Categorization is the process in which ideas and objects are recognized, differentiated and understood. Categorization implies that objects are grouped into categories, usually for some specific purpose. Ideally, a category illuminates a relationship between the subjects and objects of knowledge. Categorization is fundamental in language, prediction, inference, decision making and in all kinds of environmental interaction.

There are many categorization theories and techniques. In a broader historical view, however, three general approaches to categorization may be identified:

  • Classical categorization
  • Conceptual clustering
  • Prototype theory


The classical view

Classical categorization comes to us first from Plato, who, in his Statesman dialogue, introduces the approach of grouping objects based on their similar properties. This approach was further explored and systematized by Aristotle in his Categories treatise, where he analyzes the differences between classes and objects. Aristotle also applied intensively the classical categorization scheme in his approach to the classification of living beings (which uses the technique of applying successive narrowing questions such as "Is it an animal or vegetable?", "How many feet does it have?", "Does it have fur or feathers?", "Can it fly?"...), establishing this way the basis for natural taxonomy.

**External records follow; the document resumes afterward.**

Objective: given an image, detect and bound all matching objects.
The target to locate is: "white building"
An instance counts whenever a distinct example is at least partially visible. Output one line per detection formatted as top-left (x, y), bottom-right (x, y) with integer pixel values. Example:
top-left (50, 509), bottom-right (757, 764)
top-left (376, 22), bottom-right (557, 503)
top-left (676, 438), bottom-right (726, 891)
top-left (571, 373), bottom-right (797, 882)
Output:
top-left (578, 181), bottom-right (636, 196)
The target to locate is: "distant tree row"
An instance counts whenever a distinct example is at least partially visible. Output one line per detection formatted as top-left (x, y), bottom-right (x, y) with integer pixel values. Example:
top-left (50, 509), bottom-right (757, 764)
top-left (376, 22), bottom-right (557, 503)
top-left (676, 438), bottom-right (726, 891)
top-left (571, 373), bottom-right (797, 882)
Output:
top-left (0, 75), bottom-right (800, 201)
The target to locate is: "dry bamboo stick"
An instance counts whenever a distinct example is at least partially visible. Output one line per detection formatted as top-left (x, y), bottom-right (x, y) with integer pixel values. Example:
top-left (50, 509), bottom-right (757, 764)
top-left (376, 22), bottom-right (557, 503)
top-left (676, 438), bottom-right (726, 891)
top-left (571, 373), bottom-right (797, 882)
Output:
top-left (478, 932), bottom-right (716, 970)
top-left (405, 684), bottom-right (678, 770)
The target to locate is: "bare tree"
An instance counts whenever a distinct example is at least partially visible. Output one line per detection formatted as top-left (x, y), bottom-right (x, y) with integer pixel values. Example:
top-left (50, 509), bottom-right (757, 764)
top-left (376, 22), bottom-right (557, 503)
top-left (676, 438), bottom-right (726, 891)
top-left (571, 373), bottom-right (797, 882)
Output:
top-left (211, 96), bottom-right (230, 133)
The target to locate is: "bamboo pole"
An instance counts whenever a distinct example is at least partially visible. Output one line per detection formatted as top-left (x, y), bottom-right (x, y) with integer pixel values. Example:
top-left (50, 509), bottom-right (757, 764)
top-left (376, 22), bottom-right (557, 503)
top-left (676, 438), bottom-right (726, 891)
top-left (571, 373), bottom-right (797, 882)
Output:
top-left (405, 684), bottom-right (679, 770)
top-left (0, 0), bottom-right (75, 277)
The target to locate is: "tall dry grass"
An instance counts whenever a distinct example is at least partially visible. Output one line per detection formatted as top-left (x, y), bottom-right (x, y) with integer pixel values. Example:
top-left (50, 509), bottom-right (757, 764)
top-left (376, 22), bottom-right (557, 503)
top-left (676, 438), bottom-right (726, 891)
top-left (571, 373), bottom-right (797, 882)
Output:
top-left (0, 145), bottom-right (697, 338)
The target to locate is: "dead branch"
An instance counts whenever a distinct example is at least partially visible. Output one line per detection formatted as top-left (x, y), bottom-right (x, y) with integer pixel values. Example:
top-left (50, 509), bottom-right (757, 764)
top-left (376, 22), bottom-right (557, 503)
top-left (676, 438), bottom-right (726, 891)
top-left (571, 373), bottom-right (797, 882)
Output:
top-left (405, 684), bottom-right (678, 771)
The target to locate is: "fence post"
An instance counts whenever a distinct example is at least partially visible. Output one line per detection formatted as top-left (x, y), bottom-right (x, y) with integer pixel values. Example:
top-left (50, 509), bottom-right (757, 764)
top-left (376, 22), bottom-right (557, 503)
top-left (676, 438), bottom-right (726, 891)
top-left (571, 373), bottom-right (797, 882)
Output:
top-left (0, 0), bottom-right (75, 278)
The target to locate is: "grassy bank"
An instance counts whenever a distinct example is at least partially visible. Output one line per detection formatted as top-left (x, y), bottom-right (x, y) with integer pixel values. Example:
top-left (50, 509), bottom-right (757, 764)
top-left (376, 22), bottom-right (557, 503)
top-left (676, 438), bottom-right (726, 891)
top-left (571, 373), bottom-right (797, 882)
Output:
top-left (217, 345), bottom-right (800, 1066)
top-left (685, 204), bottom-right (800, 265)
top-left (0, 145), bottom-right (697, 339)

The classical Aristotelian view claims that categories are discrete entities characterized by a set of properties which are shared by their members. In analytic philosophy, these properties are assumed to establish the conditions which are both necessary and sufficient conditions to capture meaning.

According to the classical view, categories should be clearly defined, mutually exclusive and collectively exhaustive. This way, any entity of the given classification universe belongs unequivocally to one, and only one, of the proposed categories.

Conceptual clustering

Conceptual clustering is a modern variation of the classical approach, and derives from attempts to explain how knowledge is represented. In this approach, classes (clusters or entities) are generated by first formulating their conceptual descriptions and then classifying the entities according to the descriptions.

Conceptual clustering developed mainly during the 1980s, as a machine paradigm for unsupervised learning. It is distinguished from ordinary data clustering by generating a concept description for each generated category.